Brando: Part Two (Brando, #2)

I almost sprint into Lexi’s room, not too exasperated to notice how much more lavishly furnished it is than my own, but too panicked – and definitely too incommunicative – to worry about it. I walk in circles, humming and making sounds with my voice as if making the right one will stop it from feeling like I’m inhaling gravel.

“Are you trying to look as ridiculous as you sound?” Lexi says, standing to the side watching me. “Sit down.”

I sit on the lounge chair by the window, though I continue to tap my heels and clutch at my throat anxiously.

“Look,” Lexi says, grabbing her hotel key from the desk beside me, “stay here, and stop forcing it. I’m going to go get a doctor, alright?”

“Yes,” I say, and it sounds like a creaky door.

Ten minutes of frantic knee-tapping later Lexi returns followed by a sharply-dressed bald guy that looks kinda familiar. She taps him on the shoulder and nods toward me.

“Hi, Haley,” he says, a note of awkwardness in his voice. “Let me take a look at you.”

I sit still as he kneels in front of me and puts his hands on the side of my head.

“Open your mouth…now stick your tongue out…now say ‘ah…’”

He gazes into my mouth for a few seconds, adjusting the view by tilting my head a few times, then looks toward Lexi, who gives him a stern stare. He stands up, breathes deeply, and licks his lips. I can tell by his face that it’s not good, but I have no idea how not good it is until he says the exact words I’m dreading.

“It’s bad. Really bad. You’ve been singing a lot, and it’s wreaking havoc on your vocal cords,” he says, exchanging a nervous look with Lexi. “You need a lot of rest, hot tea, no singing and no speaking. A couple of days at least.”

“But the gig tonight!” I say, my will to plead with him forcing the words through. “It’s the last show of the tour! It’s New York!”

“Haley, listen to me,” Lexi says, putting a hand on my shoulder and crouching beside me. “I’ve known singers who pushed themselves through things like this and did irreparable damage to themselves. You don’t wanna do this to yourself. Even if it is New York.”

“It’s just a sore throat!” I say, looking up at the doctor for a positive sign. Though I’m still croaking and squeaking randomly, I manage to get the words out. “Look, it’s already starting to go away.”

“I wouldn’t advise you to perform…” the doctor says feebly.

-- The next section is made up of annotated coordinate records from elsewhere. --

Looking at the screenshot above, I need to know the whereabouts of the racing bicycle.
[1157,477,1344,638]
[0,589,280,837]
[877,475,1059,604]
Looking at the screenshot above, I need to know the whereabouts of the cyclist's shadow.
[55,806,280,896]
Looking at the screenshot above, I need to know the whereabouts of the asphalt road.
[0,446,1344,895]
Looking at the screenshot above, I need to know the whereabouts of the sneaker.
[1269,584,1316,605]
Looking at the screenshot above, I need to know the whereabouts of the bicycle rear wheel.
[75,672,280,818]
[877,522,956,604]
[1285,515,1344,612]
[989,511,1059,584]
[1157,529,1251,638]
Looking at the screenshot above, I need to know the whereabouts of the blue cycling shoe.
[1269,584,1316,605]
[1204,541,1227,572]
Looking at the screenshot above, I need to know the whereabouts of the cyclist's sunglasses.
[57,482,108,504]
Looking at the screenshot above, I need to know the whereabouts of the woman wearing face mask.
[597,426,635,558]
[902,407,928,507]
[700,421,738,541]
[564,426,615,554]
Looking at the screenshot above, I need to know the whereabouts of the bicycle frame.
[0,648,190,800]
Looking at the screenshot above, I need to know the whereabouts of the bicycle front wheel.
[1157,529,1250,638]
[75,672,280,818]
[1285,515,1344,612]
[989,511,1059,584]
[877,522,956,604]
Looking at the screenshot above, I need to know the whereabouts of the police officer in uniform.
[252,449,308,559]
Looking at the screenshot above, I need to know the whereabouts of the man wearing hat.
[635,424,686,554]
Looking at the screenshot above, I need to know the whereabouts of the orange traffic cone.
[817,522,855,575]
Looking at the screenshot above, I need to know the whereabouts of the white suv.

Lexi nods him away angrily then turns her attention back to me.

“It’s shitty, I know. But you can’t put your entire career on the line. You’ve gotta put yourself first. And there will be other shows. New York isn’t going anywhere any time soon—I promise.”

I shake my head, tears that I didn’t realize were there falling from my eyes. “Not like this! This is what it’s all been building up to! Where’s Brando?”

Lexi snorts. “Where he always is when you need him: Not here.”

“I can’t do it,” I say, still shaking my head, my voice broken by both the sobs and croaks. “I can’t let everyone down. My band. The crew. The fans. I can’t do it. I won’t.”

“Come here,” Lexi says, putting her arms around me and pulling my head against her soft chest. “You’re a fucking star now, Haley. Start acting like one. It’s not them that got this far, it’s you. You’re paying their bills – remember that. Take care of yourself first, and they’ll always follow.”

She pulls away, her hands still on my shoulders, and we look at each other. She wipes the streaks from my cheeks and I laugh.

“I’ve got to admit,” I say, looking into my lap, “I never thought you could be this nice.”

Lexi smiles with her angular lips. “I wasn’t always a bitch, you know. But this business has a habit of bringing out the worst in you. If you survive.”

“Thanks,” I mumble.

“I know I didn’t make it easy for you, this tour, but you’re going to have to deal with a lot worse than me in the future. I’m impressed though. You came a long way.”

Her kind words only make me feel even more defeated, and my lower lip trembles. “It wasn’t easy. And this isn’t the way I imagined it ending. How am I going to tell everyone?”

“You’re not,” Lexi replies, picking up her phone and tapping out a message. “Let me take care of that. Just do what the doctor said and get some rest. It’s not your job to handle the small stuff. It’s your job to get better.”

I shake my head again as the realization that I won’t be playing finally sinks in.

“I feel so bad about this,” I say to myself.

Lexi looks up from her phone, her expression sympathetic. “I’ve been through worse than this, trust me. It’s not the end, remember that. You know, you kinda remind me of myself – in a funny kind of way. Tough, hard-working, dealing with a lot of shit…”

“Does that mean I’ll end up in a latex dress?” I smile.

Lexi’s face hardens, the pointed lines of her face getting sharper. She gives me a cold look that feels like taking a knife in the neck. I feel my muscles tighten, my spine tingle, my body bracing itself for something violent.